I’ve been worried all along that I wouldn’t have enough yardage for two socks. I got 352 yards – but that measurement came when I wound the skein off the bobbin. THEN I set the twist, and this springy yarn definitely shrunk in length. I’m not sure how many yards I really have. When I finished the first sock, I weighed it – it comes in at 44.9 grams after weaving in ends. My remaining ball is 46.7 grams. That is very, very close – perhaps too close for comfort. Handspun yarn isn’t as uniform as commercial yarn.
I should block the sock and see if that causes it to calm down a bit. I’ll throw some hair conditioner in there, too, to soften this fiber a bit more. Bottom line: I think I probably put too much twist into the singles. Maybe I need to get some more Southdown from Sasha and try again. Or wait to see what turns up next in the fiber club – maybe an upcoming shipment fiber will be good for sock yarn, too? This is why it’s good to knit with one’s handspun, and wear one’s own handknits. You learn a lot from those experiences. My next handspun sock yarn will be better.

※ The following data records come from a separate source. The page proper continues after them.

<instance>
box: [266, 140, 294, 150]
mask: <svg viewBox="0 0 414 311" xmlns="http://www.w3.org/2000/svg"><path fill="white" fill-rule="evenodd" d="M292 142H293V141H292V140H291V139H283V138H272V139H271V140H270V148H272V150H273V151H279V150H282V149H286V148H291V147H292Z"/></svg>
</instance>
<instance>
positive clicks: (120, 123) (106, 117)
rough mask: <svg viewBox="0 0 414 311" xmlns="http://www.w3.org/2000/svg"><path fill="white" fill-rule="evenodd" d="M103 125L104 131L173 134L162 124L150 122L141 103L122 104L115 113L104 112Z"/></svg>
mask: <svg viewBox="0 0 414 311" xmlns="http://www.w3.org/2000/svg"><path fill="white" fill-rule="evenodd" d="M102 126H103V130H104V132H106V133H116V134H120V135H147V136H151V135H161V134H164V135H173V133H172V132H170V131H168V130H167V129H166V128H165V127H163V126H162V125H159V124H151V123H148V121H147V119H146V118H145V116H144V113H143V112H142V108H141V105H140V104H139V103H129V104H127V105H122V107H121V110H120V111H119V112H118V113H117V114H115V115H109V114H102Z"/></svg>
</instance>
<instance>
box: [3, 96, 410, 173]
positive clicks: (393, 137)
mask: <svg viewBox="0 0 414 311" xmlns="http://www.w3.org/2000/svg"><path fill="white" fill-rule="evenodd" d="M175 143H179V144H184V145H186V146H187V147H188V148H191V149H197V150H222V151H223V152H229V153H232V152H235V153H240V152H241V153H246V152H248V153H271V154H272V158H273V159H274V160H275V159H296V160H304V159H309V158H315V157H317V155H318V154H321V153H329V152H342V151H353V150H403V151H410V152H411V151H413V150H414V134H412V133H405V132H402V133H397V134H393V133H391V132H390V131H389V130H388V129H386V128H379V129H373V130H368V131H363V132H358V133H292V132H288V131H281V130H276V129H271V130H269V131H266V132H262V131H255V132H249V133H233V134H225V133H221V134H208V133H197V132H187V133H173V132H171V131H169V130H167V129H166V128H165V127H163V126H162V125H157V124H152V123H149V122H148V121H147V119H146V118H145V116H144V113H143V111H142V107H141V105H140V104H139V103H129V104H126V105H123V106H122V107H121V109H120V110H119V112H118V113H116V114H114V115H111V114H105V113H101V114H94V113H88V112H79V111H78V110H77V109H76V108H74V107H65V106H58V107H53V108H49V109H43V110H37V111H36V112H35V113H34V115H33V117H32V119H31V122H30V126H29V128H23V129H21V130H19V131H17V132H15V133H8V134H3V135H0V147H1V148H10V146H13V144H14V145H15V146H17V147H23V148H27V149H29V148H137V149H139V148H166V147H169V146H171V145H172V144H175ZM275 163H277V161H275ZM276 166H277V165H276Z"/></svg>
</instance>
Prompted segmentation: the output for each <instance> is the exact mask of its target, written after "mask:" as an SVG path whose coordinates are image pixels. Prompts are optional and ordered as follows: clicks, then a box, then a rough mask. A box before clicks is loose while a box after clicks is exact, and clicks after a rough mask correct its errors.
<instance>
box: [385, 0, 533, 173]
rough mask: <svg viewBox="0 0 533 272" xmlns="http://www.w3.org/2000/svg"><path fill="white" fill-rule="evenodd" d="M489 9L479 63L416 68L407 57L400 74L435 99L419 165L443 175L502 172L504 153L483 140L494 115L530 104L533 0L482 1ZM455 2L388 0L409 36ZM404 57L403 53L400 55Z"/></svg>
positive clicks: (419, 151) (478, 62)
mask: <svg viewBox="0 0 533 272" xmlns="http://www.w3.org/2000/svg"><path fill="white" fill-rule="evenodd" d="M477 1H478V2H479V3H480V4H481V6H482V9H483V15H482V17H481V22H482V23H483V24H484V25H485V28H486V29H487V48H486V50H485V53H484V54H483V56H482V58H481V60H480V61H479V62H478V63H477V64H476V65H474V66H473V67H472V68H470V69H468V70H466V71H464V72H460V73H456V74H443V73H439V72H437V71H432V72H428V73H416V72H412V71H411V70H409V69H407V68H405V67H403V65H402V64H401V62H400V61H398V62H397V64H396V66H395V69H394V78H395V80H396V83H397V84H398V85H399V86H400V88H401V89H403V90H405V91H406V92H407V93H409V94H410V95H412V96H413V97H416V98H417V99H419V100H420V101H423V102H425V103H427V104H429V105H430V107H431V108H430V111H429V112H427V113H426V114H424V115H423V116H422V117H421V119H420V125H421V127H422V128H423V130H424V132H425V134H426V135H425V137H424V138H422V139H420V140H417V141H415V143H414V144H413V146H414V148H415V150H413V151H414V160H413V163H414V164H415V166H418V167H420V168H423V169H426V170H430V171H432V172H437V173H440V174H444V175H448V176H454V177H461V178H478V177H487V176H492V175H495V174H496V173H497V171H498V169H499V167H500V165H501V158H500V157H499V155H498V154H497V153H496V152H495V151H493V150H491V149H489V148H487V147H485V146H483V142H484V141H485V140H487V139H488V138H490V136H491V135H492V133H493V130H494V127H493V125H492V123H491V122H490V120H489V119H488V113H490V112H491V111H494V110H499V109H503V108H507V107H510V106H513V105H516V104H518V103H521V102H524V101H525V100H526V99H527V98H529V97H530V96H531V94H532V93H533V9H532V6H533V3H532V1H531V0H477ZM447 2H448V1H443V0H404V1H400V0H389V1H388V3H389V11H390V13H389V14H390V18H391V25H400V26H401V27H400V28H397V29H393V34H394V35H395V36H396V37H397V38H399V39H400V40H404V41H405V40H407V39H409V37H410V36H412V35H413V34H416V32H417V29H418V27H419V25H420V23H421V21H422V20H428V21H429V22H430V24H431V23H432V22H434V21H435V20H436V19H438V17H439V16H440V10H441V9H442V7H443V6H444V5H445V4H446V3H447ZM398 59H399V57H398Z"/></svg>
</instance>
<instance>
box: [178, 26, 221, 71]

In other news, I have been knitting almost exclusively on my I Love Leftovers sock yarn blanket. During the past two weeks, I have cranked out 19 new squares:
I am close to finishing the first skein of black yarn I have, which I use for the first four rows of each square. When I run out, I’ll count how many squares I’ve done and predict needs. I bought 4 skeins of black, thinking I would also use it to edge the finished blanket. I just love revisiting these little balls of yarn. I always know what I used the original yarn for. Here are a few examples:
Top row, square two (and row 2, square 1): Asymmetrical Cables Socks for S1
Top row, squares 1, 3, and 5 (and row 2 square 2): Gyllis shawl for me
Top row, square 4 (mostly) and row 2, square 3: Braided Cable with Garter Bead socks for S1
Row 3, square 2: This is a really old yarn – in 2005 I made basic cable crew socks for me. These were knit from Koigu and soon developed holes that darning couldn’t begin to fix. I later learned to knit socks on smaller needles and to avoid 100% superwash merino sock yarns.
That’s enough memory lane for now. The more I work on this blanket, the more I love it!